South Asian Health: From Research to Practice and Policy is funded by the National Institutes of Health, and is co-organized by the following:
As part of the Immigrant Health and Cancer Disparities Service at Memorial Sloan Kettering Cancer Center, SAHI is working to increase awareness around and facilitate treatment of the most common health problems affecting the South Asian immigrant community in New York City. Among SAHI's priorities are oral cancer, diabetes, high blood pressure, and high cholesterol. SAHI’s research efforts include a Supporting Taxi Drivers to Exercise through Pedometers (STEP) program and the Smokeless Tobacco Product Prevention and Awareness Network (STOP-PAAN). STEP aims to reduce the risk of cardiovascular disease and cancer among the South Asian taxi driver community. The results from this exercise-intervention study are currently being reviewed. STOP-PAAN is a community-based research program aimed at reducing the use of smokeless tobacco.
SACSS was founded in 2000 in response to critical issues raised around the tremendous barriers to social services faced in New York City’s fast-growing South Asian community.
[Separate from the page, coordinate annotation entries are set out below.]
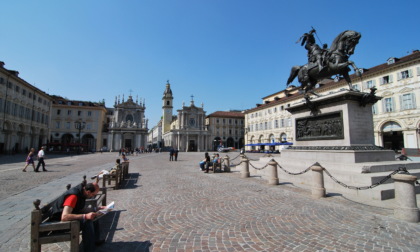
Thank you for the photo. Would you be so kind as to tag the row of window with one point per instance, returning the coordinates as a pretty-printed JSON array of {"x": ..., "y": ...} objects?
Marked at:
[
  {"x": 23, "y": 92},
  {"x": 281, "y": 123},
  {"x": 67, "y": 125},
  {"x": 79, "y": 112},
  {"x": 268, "y": 111},
  {"x": 407, "y": 101},
  {"x": 229, "y": 121},
  {"x": 20, "y": 111},
  {"x": 388, "y": 79},
  {"x": 70, "y": 103},
  {"x": 230, "y": 132}
]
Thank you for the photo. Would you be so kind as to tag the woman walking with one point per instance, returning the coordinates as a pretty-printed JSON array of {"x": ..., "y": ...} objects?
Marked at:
[{"x": 30, "y": 159}]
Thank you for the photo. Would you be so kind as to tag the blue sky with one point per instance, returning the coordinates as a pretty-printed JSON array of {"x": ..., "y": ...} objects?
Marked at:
[{"x": 227, "y": 53}]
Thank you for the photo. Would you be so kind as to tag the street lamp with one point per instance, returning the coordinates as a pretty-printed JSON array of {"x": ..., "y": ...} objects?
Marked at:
[{"x": 80, "y": 126}]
A not-for-profit community-based organization, the council’s founding and continued mission is to plan, provide, support, and advocate for a continuum of programs addressing the social service needs of the underserved South Asian and Indo-Caribbean communities of New York City. SACSS’s target diaspora comprises immigrants and their children hailing from the South Asian regions of India, Pakistan, Bangladesh, Nepal, Sri Lanka, Afghanistan, Bhutan, and the Maldives. Indo-Caribbeans are individuals from Caribbean nations who trace their heritage back to South Asia.
The PAMF Research Institute was created as a center for basic and clinical research. Although the institute today operates a new, state-of-the-art research facility, it started out in a converted Victorian house in downtown Palo Alto. Along the way, it supported the research of many top scientists.